Lágrimas de aflicción bajo la lluvia

Un año más, la originalidad de los participantes llegó a superar ediciones anteriores de este tradicional ritual. | SERGIO MÉNDEZ
 

NANA GARCÍA | Santa Cruz de Tenerife

Hasta el cielo lloró ayer en la despedida de Don Carnal. Cientos de viudas, acompañadas por destacados miembros del clero y característicos personajes, llenaron las calles capitalinas de lágrimas, letanías, desolación y batucadas en una nueva edición del Entierro de la Sardina que anoche desafió al mal tiempo y al fútbol con originalidad y desenfreno.

Al margen de que cada año se repite prácticamente el mismo ritual, ocurre que el espíritu transgresor y la capacidad imaginativa de esta perpetua ceremonia de la modernidad provocan siempre el asombro y la carcajada del público asistente. Y es que en el Entierro de la Sardina cabe todo menos el recato, los tópicos, la supeditación a la pobreza de espíritu y los convencionalismos. Lo que en origen fue una tradición simbólica y pagana de la vuelta al orden establecido con el tiempo ha evolucionado en una representación más sofisticada. Pero no por ello ha perdido su carácter exclusivamente popular, el mismo que impidió ayer la suspensión del acto a pesar de la lluvia reinante.

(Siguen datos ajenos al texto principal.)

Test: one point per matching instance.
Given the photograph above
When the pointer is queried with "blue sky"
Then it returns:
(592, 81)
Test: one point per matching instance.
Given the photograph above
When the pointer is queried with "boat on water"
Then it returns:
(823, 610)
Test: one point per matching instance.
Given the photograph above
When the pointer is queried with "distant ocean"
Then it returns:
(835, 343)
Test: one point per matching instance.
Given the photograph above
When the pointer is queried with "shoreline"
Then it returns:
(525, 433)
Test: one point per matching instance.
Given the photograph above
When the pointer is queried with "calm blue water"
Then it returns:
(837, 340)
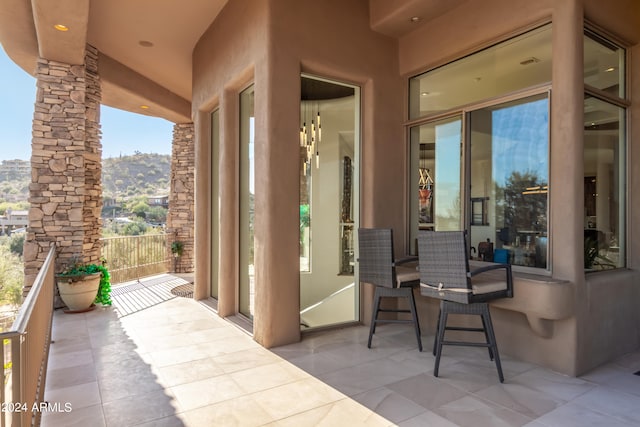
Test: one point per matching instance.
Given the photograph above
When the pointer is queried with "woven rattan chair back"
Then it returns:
(444, 265)
(376, 256)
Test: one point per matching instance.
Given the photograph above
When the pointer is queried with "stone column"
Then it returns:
(180, 219)
(66, 189)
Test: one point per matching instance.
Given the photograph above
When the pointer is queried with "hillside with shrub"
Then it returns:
(123, 177)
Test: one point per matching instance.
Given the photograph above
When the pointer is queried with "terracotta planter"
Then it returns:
(79, 292)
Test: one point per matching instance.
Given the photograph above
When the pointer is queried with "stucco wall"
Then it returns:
(246, 44)
(272, 42)
(605, 319)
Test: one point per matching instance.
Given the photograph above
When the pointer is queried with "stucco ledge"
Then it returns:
(542, 300)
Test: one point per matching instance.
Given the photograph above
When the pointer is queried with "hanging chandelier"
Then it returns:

Esta tradición ritual, que recuperó para la ciudad en 1979 el desaparecido director y fundador de la Afilarmónica NiFú-NiFá, Enrique González Bethencourt, partió a las 21.00 horas desde la calle Juan Pablo II y transitó, con la parsimonia del dolor y los arrebatos del llanto, por Méndez Núñez, El Pilar, Villalba Hervás y La Marina custodiando al finado hasta la Alameda del Duque de Santa Elena donde tuvo lugar la incineración y posterior exhibición de fuegos artificiales.

Como suele ser costumbre, el desfile, jubiloso e irreverente, creció a medida que iba transcurriendo el tiempo, mientras cientos de curiosos, turistas y amantes de la fiesta presenciaban el acto bajo una incipiente lluvia.

En la comitiva, acompañada más por baile y alegría y una gran simbología sexual que por exagerados llantos, desmayos, mareos e histeria, los de siempre: el Señor de la Palmatoria, Cantinflas vestido de bombero, los soldados con la corona de flores, Las Magas (sin megáfono) a ritmo de Tenderete, Popeye, obispos, novias, brujitas, cardenales curas, monjas y cientos de anónimos de las carnestolendas chicharreras que llenaron las calles de llanto. El glamour de Javier García y Vicente Méndez, dos Celias de Tenerife, abrió las honras fúnebres que este año contaron con algunas novedades como un gaitero, también un grupo de legionarias portando con paso procesional una cruz con la sardina, o un elaborado confesionario que tuvo algunos problemas para desplazarse.

La protagonista del cortejo fúnebre, la Sardina por la que lloraban ayer desesperadas cientos de plañideras, se ha basado esta edición 2013 en una estructura confeccionada por los artistas Toño León (autor del decorado 2012 del escenario del Recinto Ferial dedicado a Los prodigiosos años 60, la era del Flower Power) y José Oliva, sobre un diseño de Elena Mele González Ramírez, que lucía complementos propios de las mujeres de La India y estaba acompañada por serpientes y flores de loto.

La hoguera del pecado carnal despidió, varias horas después, los errores del pasado para dar paso a la esperanza de lo nuevo. No hay ocasión para deprimirse porque todo el año es Carnaval.